To begin with, just give up any expectations of yourself. That’s a simple good instruction for how to meditate. Liberate yourself from any sort of idea of how you’re supposed to be, and just sit. Then remember this instruction occasionally during the meditation period, because you’re going to do a lot of talking to yourself about how right or how wrong you are. You’re going to spend a lot of time on center stage as the star of your own movie. You can spend a lot of time planning, worrying, and trying to get it all right.
"The changes go on and on. Observe them with no expectation of how you’re supposed to be, or who you are."
Instead of holding on to a limited identity of yourself, do your best to observe yourself minute after minute.

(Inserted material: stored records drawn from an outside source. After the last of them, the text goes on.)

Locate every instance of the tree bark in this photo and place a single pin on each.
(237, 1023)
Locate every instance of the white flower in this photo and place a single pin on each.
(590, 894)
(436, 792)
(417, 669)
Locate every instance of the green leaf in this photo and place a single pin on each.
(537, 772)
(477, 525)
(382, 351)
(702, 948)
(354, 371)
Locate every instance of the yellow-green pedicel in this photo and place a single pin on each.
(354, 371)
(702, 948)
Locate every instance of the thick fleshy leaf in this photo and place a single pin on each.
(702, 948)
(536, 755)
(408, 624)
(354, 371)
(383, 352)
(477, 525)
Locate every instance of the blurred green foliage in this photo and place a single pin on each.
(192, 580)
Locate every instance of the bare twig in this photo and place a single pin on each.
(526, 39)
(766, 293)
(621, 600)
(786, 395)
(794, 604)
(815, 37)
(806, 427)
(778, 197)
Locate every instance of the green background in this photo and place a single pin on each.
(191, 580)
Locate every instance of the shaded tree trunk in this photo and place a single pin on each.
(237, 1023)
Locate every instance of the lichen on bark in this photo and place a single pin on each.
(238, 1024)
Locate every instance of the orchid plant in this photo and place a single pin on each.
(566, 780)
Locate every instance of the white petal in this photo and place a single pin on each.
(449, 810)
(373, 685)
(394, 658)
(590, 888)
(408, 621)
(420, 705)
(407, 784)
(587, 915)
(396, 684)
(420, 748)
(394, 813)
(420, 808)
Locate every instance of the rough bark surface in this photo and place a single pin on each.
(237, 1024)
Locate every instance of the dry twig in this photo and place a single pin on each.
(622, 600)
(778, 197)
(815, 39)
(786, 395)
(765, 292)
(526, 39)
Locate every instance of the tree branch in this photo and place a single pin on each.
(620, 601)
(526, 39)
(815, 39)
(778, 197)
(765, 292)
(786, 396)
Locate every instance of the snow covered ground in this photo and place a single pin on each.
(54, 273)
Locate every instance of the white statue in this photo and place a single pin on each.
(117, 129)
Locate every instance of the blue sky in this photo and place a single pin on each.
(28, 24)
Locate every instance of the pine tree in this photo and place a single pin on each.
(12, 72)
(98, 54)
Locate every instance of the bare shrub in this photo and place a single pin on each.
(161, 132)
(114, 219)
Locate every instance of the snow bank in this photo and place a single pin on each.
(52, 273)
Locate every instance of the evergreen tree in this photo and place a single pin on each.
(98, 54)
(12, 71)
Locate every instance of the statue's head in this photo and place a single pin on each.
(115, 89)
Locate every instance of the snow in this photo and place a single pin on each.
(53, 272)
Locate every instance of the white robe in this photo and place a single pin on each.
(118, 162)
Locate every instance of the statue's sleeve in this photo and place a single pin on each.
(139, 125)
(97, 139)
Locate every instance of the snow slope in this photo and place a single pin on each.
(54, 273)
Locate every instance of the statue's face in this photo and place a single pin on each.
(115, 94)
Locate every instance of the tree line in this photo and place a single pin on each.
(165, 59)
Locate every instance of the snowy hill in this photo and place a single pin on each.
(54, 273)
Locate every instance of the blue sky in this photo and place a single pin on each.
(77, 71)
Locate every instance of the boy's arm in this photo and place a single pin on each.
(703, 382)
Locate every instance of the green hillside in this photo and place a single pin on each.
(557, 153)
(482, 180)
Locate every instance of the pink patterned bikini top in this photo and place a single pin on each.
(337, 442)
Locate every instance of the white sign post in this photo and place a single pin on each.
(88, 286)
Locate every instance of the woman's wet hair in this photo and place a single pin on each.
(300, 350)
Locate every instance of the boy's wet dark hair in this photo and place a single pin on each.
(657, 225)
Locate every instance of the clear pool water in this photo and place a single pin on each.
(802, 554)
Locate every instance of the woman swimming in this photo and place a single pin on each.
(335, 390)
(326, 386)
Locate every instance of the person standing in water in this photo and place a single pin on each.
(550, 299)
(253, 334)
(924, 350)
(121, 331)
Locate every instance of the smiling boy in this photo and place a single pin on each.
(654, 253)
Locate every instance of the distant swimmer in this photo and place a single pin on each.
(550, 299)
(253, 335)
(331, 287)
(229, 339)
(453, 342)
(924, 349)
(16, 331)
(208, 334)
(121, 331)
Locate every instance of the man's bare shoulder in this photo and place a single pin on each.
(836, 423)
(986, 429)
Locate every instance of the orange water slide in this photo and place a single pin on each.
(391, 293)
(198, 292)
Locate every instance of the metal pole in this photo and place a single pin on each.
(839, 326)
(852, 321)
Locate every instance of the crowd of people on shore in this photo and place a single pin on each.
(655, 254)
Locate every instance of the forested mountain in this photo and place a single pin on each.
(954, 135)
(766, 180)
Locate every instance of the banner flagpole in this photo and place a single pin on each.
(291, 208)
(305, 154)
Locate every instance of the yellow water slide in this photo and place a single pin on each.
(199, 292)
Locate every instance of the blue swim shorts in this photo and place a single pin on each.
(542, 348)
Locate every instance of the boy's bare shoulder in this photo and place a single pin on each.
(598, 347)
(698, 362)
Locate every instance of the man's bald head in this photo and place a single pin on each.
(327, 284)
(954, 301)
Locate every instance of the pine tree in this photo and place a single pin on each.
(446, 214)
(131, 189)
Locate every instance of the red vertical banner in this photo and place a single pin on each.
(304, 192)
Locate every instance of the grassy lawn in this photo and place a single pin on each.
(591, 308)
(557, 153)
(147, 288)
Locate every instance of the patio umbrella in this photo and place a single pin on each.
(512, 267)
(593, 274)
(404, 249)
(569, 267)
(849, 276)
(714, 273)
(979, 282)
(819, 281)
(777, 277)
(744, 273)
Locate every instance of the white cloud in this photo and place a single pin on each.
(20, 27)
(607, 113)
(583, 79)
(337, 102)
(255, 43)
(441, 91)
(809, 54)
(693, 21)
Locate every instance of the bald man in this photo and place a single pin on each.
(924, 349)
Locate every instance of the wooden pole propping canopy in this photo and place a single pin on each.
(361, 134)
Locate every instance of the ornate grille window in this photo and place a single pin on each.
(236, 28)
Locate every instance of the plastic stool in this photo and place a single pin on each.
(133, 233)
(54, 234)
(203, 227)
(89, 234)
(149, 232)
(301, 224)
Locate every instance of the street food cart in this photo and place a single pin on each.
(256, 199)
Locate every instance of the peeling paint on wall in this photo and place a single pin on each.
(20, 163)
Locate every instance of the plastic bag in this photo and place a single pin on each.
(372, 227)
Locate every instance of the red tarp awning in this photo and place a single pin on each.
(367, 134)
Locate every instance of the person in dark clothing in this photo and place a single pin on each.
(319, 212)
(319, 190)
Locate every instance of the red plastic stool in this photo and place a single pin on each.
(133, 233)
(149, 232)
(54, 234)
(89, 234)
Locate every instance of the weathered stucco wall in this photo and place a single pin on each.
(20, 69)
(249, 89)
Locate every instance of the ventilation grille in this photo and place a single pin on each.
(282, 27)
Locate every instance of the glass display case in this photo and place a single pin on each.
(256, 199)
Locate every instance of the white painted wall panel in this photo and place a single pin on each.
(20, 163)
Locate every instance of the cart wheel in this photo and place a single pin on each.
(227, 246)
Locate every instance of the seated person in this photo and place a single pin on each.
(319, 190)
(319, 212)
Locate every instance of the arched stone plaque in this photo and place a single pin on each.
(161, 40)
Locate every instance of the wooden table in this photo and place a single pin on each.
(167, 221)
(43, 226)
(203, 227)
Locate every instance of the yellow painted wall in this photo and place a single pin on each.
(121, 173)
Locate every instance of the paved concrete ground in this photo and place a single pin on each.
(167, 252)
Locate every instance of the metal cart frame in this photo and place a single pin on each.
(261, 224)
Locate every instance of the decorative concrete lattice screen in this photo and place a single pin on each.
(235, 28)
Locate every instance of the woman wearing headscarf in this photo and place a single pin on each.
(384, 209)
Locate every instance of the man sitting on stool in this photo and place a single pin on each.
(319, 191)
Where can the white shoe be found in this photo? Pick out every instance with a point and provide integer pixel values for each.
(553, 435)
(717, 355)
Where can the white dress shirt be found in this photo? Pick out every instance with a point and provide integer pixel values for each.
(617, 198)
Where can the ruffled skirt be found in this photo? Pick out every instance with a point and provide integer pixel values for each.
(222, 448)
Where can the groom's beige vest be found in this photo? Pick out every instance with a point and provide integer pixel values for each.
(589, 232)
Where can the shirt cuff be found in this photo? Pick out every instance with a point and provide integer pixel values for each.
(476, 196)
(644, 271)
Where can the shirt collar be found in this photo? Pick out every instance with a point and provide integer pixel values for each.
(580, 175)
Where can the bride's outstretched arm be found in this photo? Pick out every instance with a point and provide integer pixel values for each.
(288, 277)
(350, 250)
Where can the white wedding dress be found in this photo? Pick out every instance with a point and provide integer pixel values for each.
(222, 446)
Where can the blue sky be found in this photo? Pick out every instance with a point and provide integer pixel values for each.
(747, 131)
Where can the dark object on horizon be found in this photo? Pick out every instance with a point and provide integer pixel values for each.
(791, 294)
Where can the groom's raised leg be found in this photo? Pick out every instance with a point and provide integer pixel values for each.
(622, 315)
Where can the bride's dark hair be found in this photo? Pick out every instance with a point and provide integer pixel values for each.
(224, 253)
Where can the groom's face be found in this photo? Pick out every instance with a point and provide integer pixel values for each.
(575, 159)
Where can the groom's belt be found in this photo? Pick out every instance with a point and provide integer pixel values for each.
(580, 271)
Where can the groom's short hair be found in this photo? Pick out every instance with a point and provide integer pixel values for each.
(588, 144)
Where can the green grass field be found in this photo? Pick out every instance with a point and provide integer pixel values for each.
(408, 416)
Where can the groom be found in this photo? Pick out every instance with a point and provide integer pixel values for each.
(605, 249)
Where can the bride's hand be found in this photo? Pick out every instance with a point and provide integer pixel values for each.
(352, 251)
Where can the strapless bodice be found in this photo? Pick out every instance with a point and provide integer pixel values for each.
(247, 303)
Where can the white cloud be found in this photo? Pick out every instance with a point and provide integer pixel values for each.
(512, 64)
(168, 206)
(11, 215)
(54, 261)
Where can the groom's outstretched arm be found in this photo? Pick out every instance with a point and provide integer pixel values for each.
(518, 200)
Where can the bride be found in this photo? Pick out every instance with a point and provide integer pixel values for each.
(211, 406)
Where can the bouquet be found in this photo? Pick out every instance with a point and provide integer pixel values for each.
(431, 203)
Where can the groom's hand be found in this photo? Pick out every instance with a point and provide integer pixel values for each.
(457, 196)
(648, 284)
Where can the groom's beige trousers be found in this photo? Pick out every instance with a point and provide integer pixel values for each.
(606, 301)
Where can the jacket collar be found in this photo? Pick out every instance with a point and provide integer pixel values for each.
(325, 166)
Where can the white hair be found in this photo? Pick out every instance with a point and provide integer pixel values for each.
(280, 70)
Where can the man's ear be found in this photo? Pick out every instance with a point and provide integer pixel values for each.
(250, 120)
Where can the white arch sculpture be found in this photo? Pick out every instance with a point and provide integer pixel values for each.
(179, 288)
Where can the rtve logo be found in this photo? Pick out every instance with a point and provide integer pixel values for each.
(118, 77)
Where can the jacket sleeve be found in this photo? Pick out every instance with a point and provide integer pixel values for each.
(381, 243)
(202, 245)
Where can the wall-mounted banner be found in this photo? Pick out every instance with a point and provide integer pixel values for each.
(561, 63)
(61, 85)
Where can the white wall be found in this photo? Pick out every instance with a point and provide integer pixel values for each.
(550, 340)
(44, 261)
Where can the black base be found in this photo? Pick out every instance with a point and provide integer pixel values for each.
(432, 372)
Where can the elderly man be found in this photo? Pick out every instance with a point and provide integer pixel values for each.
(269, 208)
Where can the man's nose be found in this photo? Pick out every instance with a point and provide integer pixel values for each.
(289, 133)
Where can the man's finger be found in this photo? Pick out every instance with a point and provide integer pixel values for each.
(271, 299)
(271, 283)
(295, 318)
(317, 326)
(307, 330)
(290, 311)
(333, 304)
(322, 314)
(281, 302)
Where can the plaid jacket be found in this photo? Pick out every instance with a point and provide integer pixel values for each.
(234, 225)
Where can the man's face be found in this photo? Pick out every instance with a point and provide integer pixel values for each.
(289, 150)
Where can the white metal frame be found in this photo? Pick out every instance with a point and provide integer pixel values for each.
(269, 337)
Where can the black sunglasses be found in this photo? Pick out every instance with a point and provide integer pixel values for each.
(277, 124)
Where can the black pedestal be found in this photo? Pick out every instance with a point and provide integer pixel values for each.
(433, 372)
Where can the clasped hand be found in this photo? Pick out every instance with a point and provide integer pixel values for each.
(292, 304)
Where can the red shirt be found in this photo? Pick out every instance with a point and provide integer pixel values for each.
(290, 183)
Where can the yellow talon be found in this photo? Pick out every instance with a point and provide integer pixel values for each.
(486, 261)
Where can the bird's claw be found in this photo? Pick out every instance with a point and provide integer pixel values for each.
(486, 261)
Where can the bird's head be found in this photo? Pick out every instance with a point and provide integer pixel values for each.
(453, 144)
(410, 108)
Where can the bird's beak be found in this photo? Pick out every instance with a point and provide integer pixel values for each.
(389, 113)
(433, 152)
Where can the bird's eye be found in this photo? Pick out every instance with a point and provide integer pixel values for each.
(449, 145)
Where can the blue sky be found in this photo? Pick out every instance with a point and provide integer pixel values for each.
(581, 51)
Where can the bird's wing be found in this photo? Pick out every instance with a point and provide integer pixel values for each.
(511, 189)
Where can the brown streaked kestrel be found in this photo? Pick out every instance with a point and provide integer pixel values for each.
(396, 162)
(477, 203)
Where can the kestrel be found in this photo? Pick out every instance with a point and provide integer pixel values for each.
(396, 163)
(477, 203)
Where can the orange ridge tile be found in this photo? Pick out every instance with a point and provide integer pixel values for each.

Observe what’s happening. You’ll keep freezing it by fixating on it, because you do have an idea of who you are; we all have an idea of who we are. But if you’ll just observe instead of fixating, the meditation itself will begin to shake that identity up a lot. You’ll begin to have doubt about being just one way; you’ll see that who you are and how you are keep changing. The first five minutes of the meditation period you’re depressed; the gong rings and you feel happy. In walking meditation you’re bored; you sit down on your cushion again and your back hurts. The gong rings and you realize you’ve been on a shopping spree in New York City. The changes go on and on. Observe them with no expectation of how you’re supposed to be, or who you are. Just sit there and see what happens.